As I was conducting my research on the enterprise chat segment of the collaboration and communication market, I reviewed a number of products in that space. What struck me most was the simplicity of the products. Not that the code wasn’t complex – a lot of what these products do required extensive engineering – but I was impressed by how simple and clean the user experience was. Most of these product were highly intuitive. They were designed to be easy to understand and easy to use. Honestly, the learning curve on these products was negligible.

This is a primary example where the user experience trumps the temptation to pile on feature after feature. This is a common tendency in software design. In an attempt to differentiate from other products in a market segment, companies add more and more features to a product until it no longer resembles the original intent of the designers. Software that once solved a simple but important set of problems for end-users becomes a tangled mess of rarely used features. Instead of true innovation, software companies enter into a type of arms race with each copying the so-called “best” features of their competitors and adding more obscure features that the others feel compelled to copy.

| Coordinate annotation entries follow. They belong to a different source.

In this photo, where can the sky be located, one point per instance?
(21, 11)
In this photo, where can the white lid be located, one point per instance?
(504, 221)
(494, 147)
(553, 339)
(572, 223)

That’s not to say that there isn’t room for innovative features. Enterprise chat products have unique features that address certain types of customers and their use cases. At present, vendors haven’t allowed added features to drown out the core set of characteristics that make enterprise chat useful in the first place including ease-of-use.

Given the number of companies in the space, it is likely that eventually they too will enter into a features arms race. The need to compete on features rather than whole product (pricing, service, delivery options, etc.) is too compelling. If this does happen, it will be dripping with irony since these products are exploiting the feature bloat in current communications and collaboration products. This is already happening in the consumer space where products such as Facebook Messenger is “evolving” into a gaming and payments platform and its competitors are following suit. Pretty soon, consumer chat products will drift far enough away from what made people want to use it in the first place that their original purpose be undetectable.

There is still time for enterprise chat companies to sidestep this problem. They can consider line extensions and complimentary products, leaving the core chat products alone. There is room for some well-chosen features that enhance the user experience and make IT admins happy. Other than that, enterprise chat vendors should leave a good thing alone.